The answer is $1/4$. For any probability distribution on $[0,1]$ the point $p=(EX,EX^2)$ will be a point in the convex hull of the set $S = \{(x,x^2):x\in[0,1]\}$. (This is a segment of a parabola.) The variance is the height of $p$ above the set $S$. This is clearly maximized when $p$ lies on the straight line connecting $(0,0)$ to $(1,1)$. By calculus, this is attained at $p=(1/2,1/2)$, which is $1/4$ above the point $(1/2,1/4)\in S$.
That $p$ is in the convex hull of $S$ is a consequence of Caratheodory's theorem: each element $p$ of the convex hull of $S$ is a weighted combination of at most 3 elements of $S$: Let that combination be $p=\sum_{i=1}^3 w_i\cdot(x_i,x_i^2)$, where the $w_i\ge0$ add up to $1$. Now look at the prob distribution for which $PX=x_i)=w_i$.
Its first 2 moments are the components of $p$.
In the special case at hand Caratheodory's theorem is trivial.
Every point in the convex hull of $S$ is on a chord of $S$.
If $p$ is already in $S$, it is of the form $p=(x,x^2)$, and the prob law $P(X=x)=1$ does the trick.
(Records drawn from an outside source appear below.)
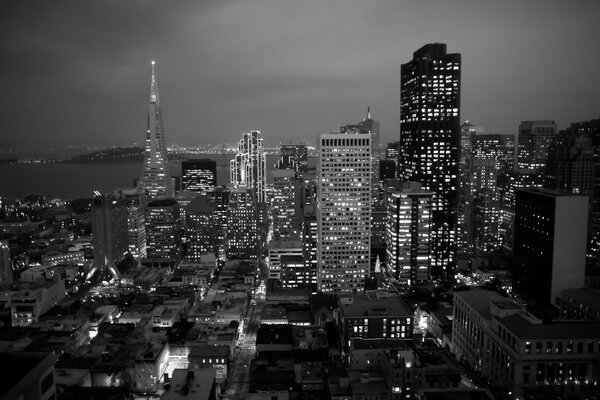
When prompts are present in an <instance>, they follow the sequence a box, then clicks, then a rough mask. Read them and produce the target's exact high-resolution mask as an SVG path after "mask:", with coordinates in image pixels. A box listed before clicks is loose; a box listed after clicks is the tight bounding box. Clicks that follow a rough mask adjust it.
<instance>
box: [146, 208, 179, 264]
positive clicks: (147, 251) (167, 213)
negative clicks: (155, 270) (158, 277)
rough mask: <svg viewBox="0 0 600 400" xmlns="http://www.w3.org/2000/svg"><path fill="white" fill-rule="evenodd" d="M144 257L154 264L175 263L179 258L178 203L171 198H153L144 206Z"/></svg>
mask: <svg viewBox="0 0 600 400" xmlns="http://www.w3.org/2000/svg"><path fill="white" fill-rule="evenodd" d="M146 253H147V254H146V257H147V261H148V262H149V263H151V264H152V265H156V266H169V267H172V266H174V265H176V264H177V263H178V262H179V260H180V259H181V220H180V213H179V205H178V204H177V202H176V201H175V200H173V199H163V200H154V201H152V202H150V203H148V206H147V207H146Z"/></svg>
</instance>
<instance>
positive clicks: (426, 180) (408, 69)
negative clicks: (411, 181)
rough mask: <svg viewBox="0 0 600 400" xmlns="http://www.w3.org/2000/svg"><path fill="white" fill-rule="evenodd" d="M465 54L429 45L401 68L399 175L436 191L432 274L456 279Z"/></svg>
mask: <svg viewBox="0 0 600 400" xmlns="http://www.w3.org/2000/svg"><path fill="white" fill-rule="evenodd" d="M460 71H461V55H460V54H458V53H447V52H446V45H445V44H442V43H433V44H427V45H425V46H423V47H421V48H420V49H419V50H417V51H416V52H415V53H414V55H413V59H412V60H411V61H409V62H408V63H406V64H402V67H401V87H400V150H399V156H398V176H399V177H400V178H401V179H403V180H410V181H415V182H419V183H421V184H422V185H423V188H424V189H425V190H430V191H432V192H434V193H435V195H434V198H433V202H432V230H431V232H432V233H431V234H432V240H431V243H432V249H431V250H432V255H433V258H432V276H433V277H434V278H437V279H448V280H451V279H453V277H454V267H455V263H456V222H457V221H456V217H457V195H458V194H457V183H458V160H459V157H458V151H459V145H460Z"/></svg>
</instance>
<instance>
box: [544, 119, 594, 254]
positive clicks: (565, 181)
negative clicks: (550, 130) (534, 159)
mask: <svg viewBox="0 0 600 400" xmlns="http://www.w3.org/2000/svg"><path fill="white" fill-rule="evenodd" d="M545 172H546V173H545V182H544V186H545V187H547V188H550V189H555V190H559V191H561V192H563V193H571V194H583V195H586V196H589V198H590V216H589V227H588V250H587V252H588V256H590V257H594V258H596V259H597V258H598V257H600V119H596V120H591V121H584V122H576V123H573V124H571V125H570V126H569V128H567V129H566V130H565V131H563V132H561V133H560V134H559V135H557V136H556V139H555V141H554V142H553V144H552V145H551V146H550V148H549V151H548V164H547V165H546V170H545Z"/></svg>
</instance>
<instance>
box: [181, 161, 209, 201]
mask: <svg viewBox="0 0 600 400" xmlns="http://www.w3.org/2000/svg"><path fill="white" fill-rule="evenodd" d="M215 186H217V162H216V161H215V160H210V159H201V160H185V161H182V162H181V188H182V190H188V191H192V192H198V193H201V194H206V193H207V192H208V191H210V190H212V189H214V188H215Z"/></svg>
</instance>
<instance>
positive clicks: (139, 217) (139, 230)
mask: <svg viewBox="0 0 600 400" xmlns="http://www.w3.org/2000/svg"><path fill="white" fill-rule="evenodd" d="M127 238H128V244H129V252H130V253H131V255H132V256H133V257H134V258H135V259H136V260H140V259H143V258H146V213H145V211H144V208H143V207H141V206H140V204H139V200H131V201H130V203H129V206H128V207H127Z"/></svg>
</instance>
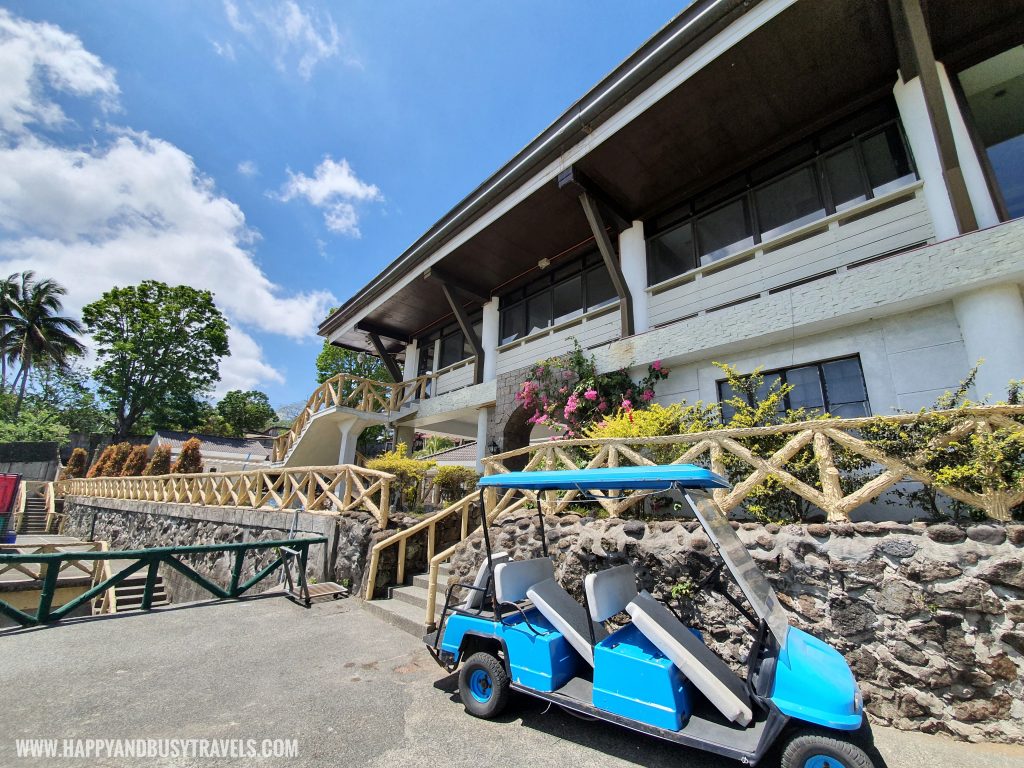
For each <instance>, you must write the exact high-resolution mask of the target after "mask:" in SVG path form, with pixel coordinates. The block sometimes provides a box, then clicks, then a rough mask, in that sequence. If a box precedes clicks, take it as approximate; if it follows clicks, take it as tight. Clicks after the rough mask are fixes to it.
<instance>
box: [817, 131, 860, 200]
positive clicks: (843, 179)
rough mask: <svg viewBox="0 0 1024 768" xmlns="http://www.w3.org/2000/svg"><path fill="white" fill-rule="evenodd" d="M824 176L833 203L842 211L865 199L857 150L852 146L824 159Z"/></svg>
mask: <svg viewBox="0 0 1024 768" xmlns="http://www.w3.org/2000/svg"><path fill="white" fill-rule="evenodd" d="M824 168H825V177H826V178H827V179H828V190H829V193H831V201H833V205H834V206H835V207H836V210H837V211H843V210H845V209H847V208H850V207H851V206H855V205H857V204H858V203H863V202H864V201H865V200H867V189H866V188H865V187H864V177H863V174H862V173H861V172H860V162H859V161H858V160H857V151H856V150H855V148H854V147H853V146H848V147H846V148H845V150H840V151H839V152H837V153H834V154H833V155H829V156H828V157H827V158H825V160H824Z"/></svg>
Otherwise, the line passing through $(0,0)$
and $p$ cuts $S$ at $q$; the chord in question can be between $(0,0)$ and $q$, and $a$ can be chosen so $P(X=(0,0))=a, P(X=q)=1-a$ does the trick.
More generally, as a comment suggests, this is a fundamental property of a expectation operator. An expectation $ET(X)$ of a vector valued function is a particular weighted average of the possible values of the function $T(x)$. A probability law, one can think, amounts to a choice of weights. In problems like this one, the set of possible values of $ET(X)$ you get as you vary the probability law of $X$ is the convex hull of the set of values of the function $T(x)$.